|Give us back some controls!
If you aren't familiar with the term, a skeuomorph may sound like a monster on Dr Who, but it's just the use of virtual real world items in a computer program user interface to make it more approachable.
Until recently, Apple went a bit mad on skeuomorphism. You would get, for instance, a calendar app with a background like a sort of leather blotter. This serves no purpose and looks a bit tacky, rather like those early American electronic devices that came in a plastic casing made to look (badly) like wood. But functional skeuomorphism - making an on-screen control look like a button you can press, for instance, is very valuable because it clearly identifies which bits on the screen are active and which aren't.
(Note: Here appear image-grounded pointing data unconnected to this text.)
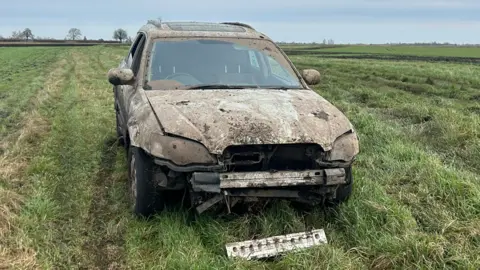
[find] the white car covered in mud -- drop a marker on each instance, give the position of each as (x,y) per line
(219,111)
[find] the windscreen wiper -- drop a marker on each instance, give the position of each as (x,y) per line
(221,86)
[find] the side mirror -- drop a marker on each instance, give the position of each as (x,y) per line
(121,76)
(311,76)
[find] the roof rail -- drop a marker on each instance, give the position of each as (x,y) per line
(239,24)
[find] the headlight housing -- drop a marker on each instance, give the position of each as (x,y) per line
(345,147)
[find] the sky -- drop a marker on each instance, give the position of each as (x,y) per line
(344,21)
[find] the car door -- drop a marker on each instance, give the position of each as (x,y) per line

Take a look at the current iPhone calendar app, pictured alongside. The words 'Wednesday 8 January 2014' are not controls - they are just a label. But the words 'Today Calendars Inbox' at the bottom are buttons. If you touch them, they do something. The only distinction is the colour, which isn't enough.
Not only do the words at the bottom just look like labels, rather than controls, there is no indication of the span of the active area. Is that bar divided into three equal segments, or is it just the text that is active? It's not clear.
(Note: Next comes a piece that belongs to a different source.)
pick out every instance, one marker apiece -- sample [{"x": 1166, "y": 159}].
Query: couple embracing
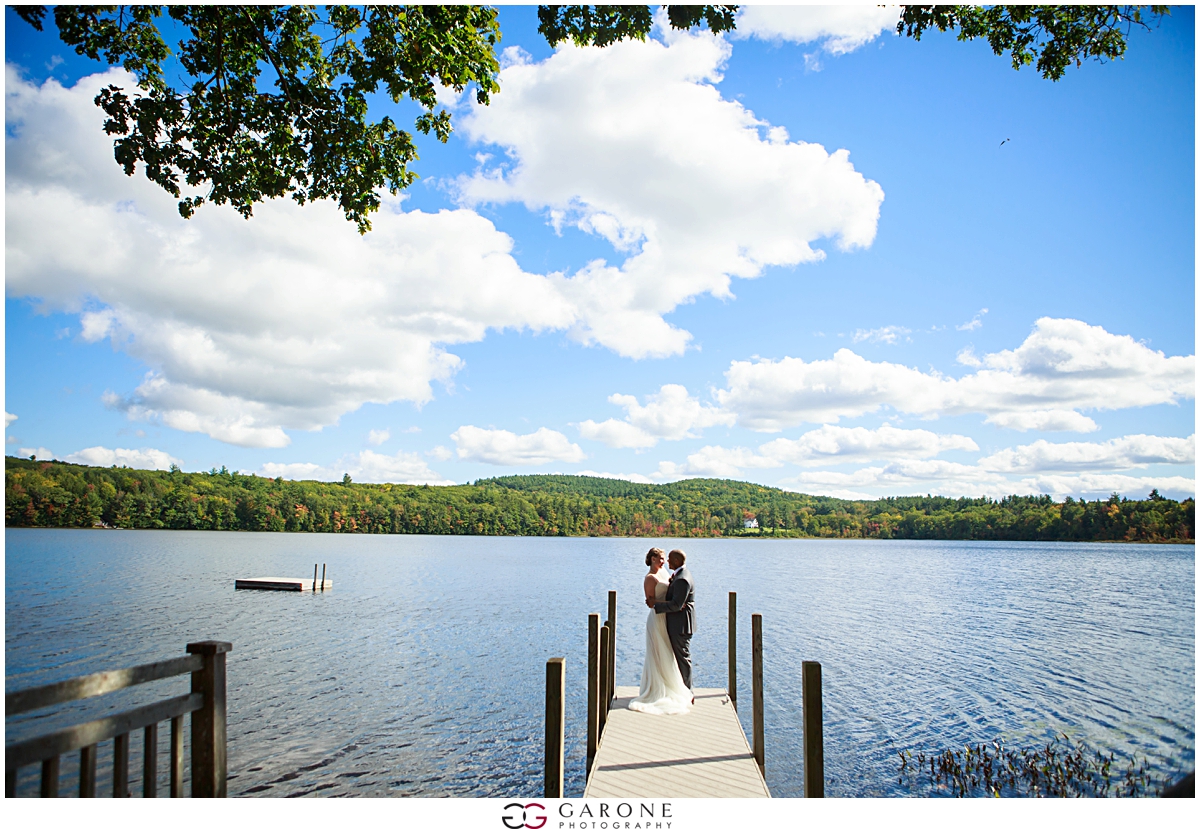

The fact is, on-screen buttons are just as well established now as real buttons. They aren't really skeuomorphic, they are just very useful. A good visual user interface, which is what Apple aims for, should be so obvious that you never have to ask for help. It should be clear where you touch the screen to do what. And that just isn't the case with this uber-minimalism.
So don't go mad. Don't bring back the visual knickknacks for the sake of it. But for goodness sake give us back decent, functional controls that are obviously that, and not confusable with basic text. It's not difficult to do. And you know it makes sense.